But first he drank cognac by the ocean
With his back to all he had travelled there to face.
His head was swimming free as the troikas
Of Tyumen, he looked down from the rail
Of his thirty years and saw a mile
Into himself as if he were clear water:
Lake Baikal from the deckrail of the steamer.
So far away, Moscow was like lost youth.
And who was he, to savour in his mouth
Fine spirits that the puzzled literati
Packed off with him to a penal colony –
Him, born, you may say, under the counter?

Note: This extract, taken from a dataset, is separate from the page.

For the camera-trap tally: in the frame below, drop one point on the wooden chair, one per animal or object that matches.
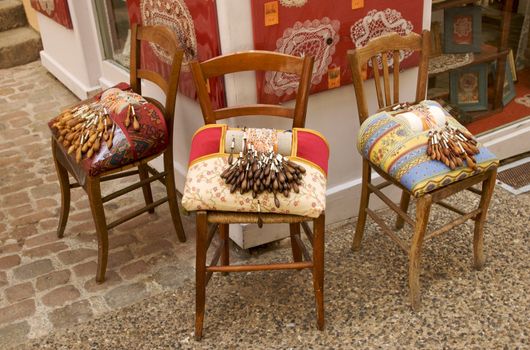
(358, 58)
(166, 39)
(255, 61)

At least that meant he knew its worth. No cantor
In full throat by the iconostasis
Got holier joy than he got from that glass
That shone and warmed like diamonds warming
On some pert young cleavage in a salon,
Inviolable and affronting.
He felt the glass go cold in the midnight sun.
When he staggered up and smashed it on the stones
It rang as clearly as the convicts’ chains
That haunted him. All through the months to come
It rang on like the burden of his freedom
To try for the right tone – not tract, not thesis –
And walk away from floggings. He who thought to squeeze
His slave’s blood out and waken the free man
Shadowed a convict guide through Sakhalin.
Sandstone Keepsake
It is a kind of chalky russet
solidified gourd, sedimentary
and so reliably dense and bricky
I often clasp it and throw it from hand to hand.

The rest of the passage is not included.